I didn’t like that he was trying to belittle me or what I did, still, but I had broken the guy’s heart, so I figured he was allowed to be a little bit of an ass.
“What do you want, Nathan?”
“Well, I know it’s a long shot, but I’m in Denver for a few days to meet with a potential new client. I thought you might like to get a drink and catch up.”
I nearly tripped over my own feet at his words. I tightened my fingers on my phone and looked toward the front of the building. It felt like I was standing at the crossroads of my past and my future, and if I took one wrong step I would end up losing one and falling dangerously into the other.
I paused for a second instead of blurting out an automatic acceptance to be polite. I hadn’t particularly enjoyed hanging out with Nathan when I had been involved with him. It wasn’t like there was anything wrong with the guy, he just hadn’t been as interesting as my work, and I hadn’t particularly missed him at all since we had been apart. It wasn’t like I was dying to reconnect and spend an awkward hour while he asked what I had been up to and I had to explain that I was exactly where I was when I left Seattle except for the fact that I now had a brother I loved, a roommate I would protect with my life, and a man who owned me but I was too scared to love back. I blew out a breath and replied honestly and truthfully.
“No. I don’t really want to catch up, Nathan.” There was no guilt, no worry or recrimination, because the woman I was now, the woman I was when I was with Zeb, didn’t need to feel bad for saying no. I didn’t want to see him and there was nothing outside of my own knee-jerk reaction to do what would be the easiest making me. It was liberating to say no with zero concern as to what his reaction would be.
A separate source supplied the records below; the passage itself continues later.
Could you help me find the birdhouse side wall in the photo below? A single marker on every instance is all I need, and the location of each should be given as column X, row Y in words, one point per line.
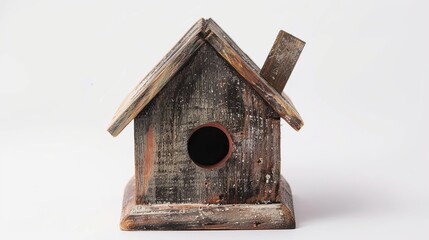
column 206, row 90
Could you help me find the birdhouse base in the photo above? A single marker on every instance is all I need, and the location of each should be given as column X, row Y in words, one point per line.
column 196, row 216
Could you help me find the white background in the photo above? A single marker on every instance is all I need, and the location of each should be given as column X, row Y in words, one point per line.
column 358, row 168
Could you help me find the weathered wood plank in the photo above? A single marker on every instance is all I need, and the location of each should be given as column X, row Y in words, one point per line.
column 246, row 68
column 156, row 79
column 207, row 89
column 281, row 60
column 203, row 30
column 205, row 216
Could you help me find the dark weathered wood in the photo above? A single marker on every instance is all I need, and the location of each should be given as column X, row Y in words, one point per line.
column 156, row 79
column 206, row 216
column 281, row 60
column 207, row 89
column 203, row 31
column 246, row 68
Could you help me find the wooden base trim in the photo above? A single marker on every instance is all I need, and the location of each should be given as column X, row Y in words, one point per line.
column 207, row 217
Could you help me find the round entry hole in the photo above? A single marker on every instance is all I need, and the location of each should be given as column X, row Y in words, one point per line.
column 209, row 145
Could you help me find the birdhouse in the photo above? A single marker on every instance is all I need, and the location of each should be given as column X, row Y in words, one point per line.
column 207, row 136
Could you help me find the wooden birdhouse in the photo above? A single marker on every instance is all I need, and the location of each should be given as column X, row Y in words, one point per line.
column 207, row 136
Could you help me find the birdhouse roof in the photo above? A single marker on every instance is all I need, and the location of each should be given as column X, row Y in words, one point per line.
column 203, row 31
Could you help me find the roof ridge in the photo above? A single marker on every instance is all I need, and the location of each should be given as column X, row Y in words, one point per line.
column 204, row 30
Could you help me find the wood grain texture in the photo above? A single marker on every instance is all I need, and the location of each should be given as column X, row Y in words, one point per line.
column 281, row 60
column 203, row 31
column 207, row 89
column 246, row 68
column 206, row 216
column 143, row 93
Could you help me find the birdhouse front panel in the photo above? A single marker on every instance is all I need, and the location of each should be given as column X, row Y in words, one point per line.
column 207, row 137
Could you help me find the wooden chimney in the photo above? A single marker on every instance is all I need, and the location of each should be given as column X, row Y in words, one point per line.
column 207, row 137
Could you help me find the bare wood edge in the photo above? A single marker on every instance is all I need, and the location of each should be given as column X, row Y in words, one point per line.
column 157, row 78
column 284, row 53
column 203, row 30
column 246, row 68
column 207, row 217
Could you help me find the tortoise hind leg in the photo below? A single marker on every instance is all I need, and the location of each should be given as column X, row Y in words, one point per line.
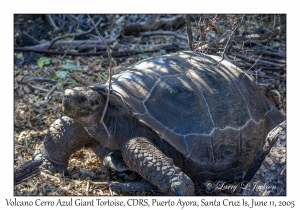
column 64, row 137
column 144, row 158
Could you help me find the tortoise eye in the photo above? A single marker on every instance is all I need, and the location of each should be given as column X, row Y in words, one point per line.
column 91, row 102
column 81, row 100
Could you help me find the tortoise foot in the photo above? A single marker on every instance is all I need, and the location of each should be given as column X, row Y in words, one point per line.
column 52, row 166
column 154, row 166
column 115, row 161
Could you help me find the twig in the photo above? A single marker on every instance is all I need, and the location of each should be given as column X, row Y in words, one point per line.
column 60, row 44
column 189, row 32
column 51, row 23
column 109, row 52
column 41, row 79
column 166, row 33
column 38, row 88
column 31, row 37
column 81, row 80
column 167, row 23
column 246, row 38
column 225, row 48
column 50, row 176
column 259, row 61
column 50, row 91
column 73, row 35
column 282, row 55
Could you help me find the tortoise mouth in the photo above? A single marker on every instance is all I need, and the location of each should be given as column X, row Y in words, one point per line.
column 74, row 111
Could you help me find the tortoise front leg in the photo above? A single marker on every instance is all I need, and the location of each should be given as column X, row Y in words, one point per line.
column 146, row 159
column 64, row 137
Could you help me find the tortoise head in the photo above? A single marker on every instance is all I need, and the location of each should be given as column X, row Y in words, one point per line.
column 83, row 103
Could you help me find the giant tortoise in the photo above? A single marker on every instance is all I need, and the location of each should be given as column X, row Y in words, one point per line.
column 172, row 119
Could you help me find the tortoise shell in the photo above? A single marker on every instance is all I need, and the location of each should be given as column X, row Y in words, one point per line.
column 213, row 115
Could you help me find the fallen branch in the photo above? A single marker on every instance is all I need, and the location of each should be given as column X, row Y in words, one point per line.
column 51, row 23
column 165, row 33
column 163, row 23
column 224, row 40
column 250, row 59
column 73, row 35
column 81, row 80
column 61, row 44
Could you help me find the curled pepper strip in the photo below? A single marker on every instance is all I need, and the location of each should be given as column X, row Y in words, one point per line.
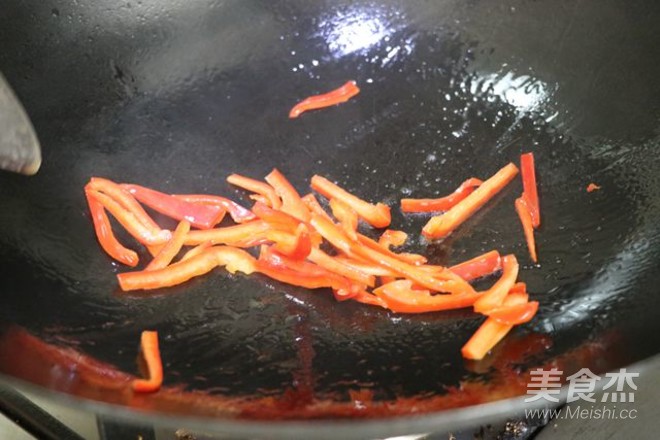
column 338, row 266
column 234, row 259
column 105, row 236
column 443, row 225
column 494, row 296
column 243, row 235
column 151, row 354
column 238, row 213
column 346, row 216
column 336, row 237
column 399, row 296
column 490, row 332
column 478, row 267
column 255, row 186
column 525, row 215
column 530, row 190
column 334, row 97
column 199, row 216
column 171, row 248
column 130, row 222
column 125, row 199
column 292, row 204
column 377, row 215
column 442, row 203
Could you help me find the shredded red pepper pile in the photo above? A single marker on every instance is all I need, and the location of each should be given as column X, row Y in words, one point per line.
column 291, row 234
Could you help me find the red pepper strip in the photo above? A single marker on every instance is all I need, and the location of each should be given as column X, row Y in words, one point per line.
column 130, row 222
column 530, row 191
column 125, row 199
column 366, row 267
column 515, row 315
column 297, row 245
column 490, row 333
column 277, row 219
column 443, row 203
column 400, row 297
column 155, row 249
column 406, row 258
column 171, row 248
column 258, row 187
column 365, row 297
column 312, row 279
column 518, row 289
column 196, row 250
column 335, row 236
column 478, row 267
column 392, row 238
column 592, row 187
column 442, row 225
column 234, row 259
column 199, row 216
column 292, row 204
column 334, row 97
column 377, row 215
column 238, row 213
column 346, row 216
column 525, row 216
column 338, row 266
column 232, row 235
column 494, row 296
column 314, row 206
column 105, row 235
column 151, row 354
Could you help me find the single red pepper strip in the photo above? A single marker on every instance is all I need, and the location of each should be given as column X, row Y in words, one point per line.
column 346, row 216
column 592, row 187
column 365, row 297
column 125, row 199
column 334, row 97
column 335, row 265
column 237, row 212
column 377, row 215
column 297, row 245
column 275, row 218
column 392, row 238
column 522, row 208
column 516, row 314
column 400, row 297
column 490, row 332
column 494, row 296
column 171, row 248
column 443, row 225
column 258, row 187
column 130, row 222
column 414, row 259
column 314, row 206
column 199, row 216
column 232, row 258
column 245, row 233
column 292, row 204
column 478, row 267
column 299, row 273
column 530, row 190
column 151, row 355
column 196, row 250
column 106, row 237
column 336, row 237
column 442, row 203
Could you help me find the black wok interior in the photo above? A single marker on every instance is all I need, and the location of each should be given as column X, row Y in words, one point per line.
column 177, row 95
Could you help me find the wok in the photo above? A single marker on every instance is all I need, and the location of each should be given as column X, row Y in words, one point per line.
column 177, row 95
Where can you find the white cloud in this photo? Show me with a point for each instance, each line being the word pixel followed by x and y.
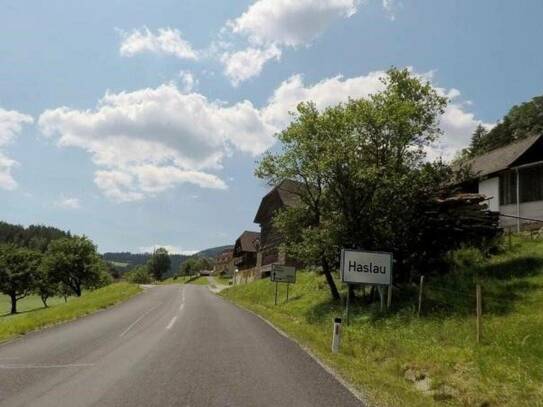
pixel 150 140
pixel 68 203
pixel 165 41
pixel 290 22
pixel 11 123
pixel 170 248
pixel 270 25
pixel 242 65
pixel 457 123
pixel 391 7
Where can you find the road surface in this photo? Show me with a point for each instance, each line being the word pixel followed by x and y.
pixel 169 346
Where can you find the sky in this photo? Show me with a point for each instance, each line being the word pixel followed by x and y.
pixel 139 123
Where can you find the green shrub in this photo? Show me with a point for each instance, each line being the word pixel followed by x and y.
pixel 140 275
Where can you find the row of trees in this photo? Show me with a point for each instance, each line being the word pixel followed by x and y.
pixel 365 180
pixel 66 267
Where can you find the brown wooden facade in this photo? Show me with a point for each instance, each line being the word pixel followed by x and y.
pixel 286 194
pixel 245 250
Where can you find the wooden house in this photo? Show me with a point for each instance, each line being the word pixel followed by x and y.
pixel 224 263
pixel 284 195
pixel 245 250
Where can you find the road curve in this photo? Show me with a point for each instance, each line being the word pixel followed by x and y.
pixel 169 346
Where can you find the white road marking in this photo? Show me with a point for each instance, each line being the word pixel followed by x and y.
pixel 137 320
pixel 45 366
pixel 171 322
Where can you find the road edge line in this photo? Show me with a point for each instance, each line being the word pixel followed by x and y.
pixel 356 393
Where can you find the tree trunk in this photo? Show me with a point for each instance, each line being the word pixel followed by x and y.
pixel 13 303
pixel 330 280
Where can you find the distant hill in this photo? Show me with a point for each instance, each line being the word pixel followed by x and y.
pixel 124 261
pixel 214 251
pixel 36 237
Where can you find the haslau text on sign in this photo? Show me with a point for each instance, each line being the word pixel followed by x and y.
pixel 283 274
pixel 365 267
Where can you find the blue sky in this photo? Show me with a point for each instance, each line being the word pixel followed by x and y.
pixel 138 123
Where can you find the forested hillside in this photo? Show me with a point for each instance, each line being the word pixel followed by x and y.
pixel 36 237
pixel 127 260
pixel 521 121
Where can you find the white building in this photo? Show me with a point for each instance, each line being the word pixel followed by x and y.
pixel 511 178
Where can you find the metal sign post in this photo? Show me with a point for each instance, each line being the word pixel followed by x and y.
pixel 282 274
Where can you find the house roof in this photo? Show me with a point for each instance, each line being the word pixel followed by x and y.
pixel 247 241
pixel 500 158
pixel 225 256
pixel 288 193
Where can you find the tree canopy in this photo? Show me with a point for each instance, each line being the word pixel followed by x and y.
pixel 75 263
pixel 365 183
pixel 159 264
pixel 18 268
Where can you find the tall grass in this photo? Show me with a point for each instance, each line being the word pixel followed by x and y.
pixel 34 318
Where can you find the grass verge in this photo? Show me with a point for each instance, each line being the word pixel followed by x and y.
pixel 399 359
pixel 91 301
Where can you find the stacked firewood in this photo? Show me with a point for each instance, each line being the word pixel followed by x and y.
pixel 464 216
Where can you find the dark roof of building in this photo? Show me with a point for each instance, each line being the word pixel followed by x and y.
pixel 225 256
pixel 500 158
pixel 248 241
pixel 288 192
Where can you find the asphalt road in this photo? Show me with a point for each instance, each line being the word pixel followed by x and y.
pixel 169 346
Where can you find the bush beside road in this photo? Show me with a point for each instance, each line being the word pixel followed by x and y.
pixel 33 318
pixel 400 359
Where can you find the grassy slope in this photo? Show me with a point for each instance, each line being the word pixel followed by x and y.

He sighed on the other end of the phone and I looked at the screen of my cell to see what time it was. I still had a few minutes, but what was waiting for me in the courthouse was way more important to me than Nathan’s aggravation.
“God, Sayer, you’re still as cold as winter.”
I scoffed a little because I wasn’t anymore. The woman I was now ran both hot and cold, felt everything, including annoyance that he was egotistical enough to think his time was more valuable than mine. “No, Nathan, I’m not. What I am is busy.”
“You were always busy. That was what kept us from really connecting.”
I sighed heavily and paused as I reached the front doors of the courthouse. What kept us from connecting was the fact that I hadn’t loved him and he hadn’t loved me . . . not the real me anyway.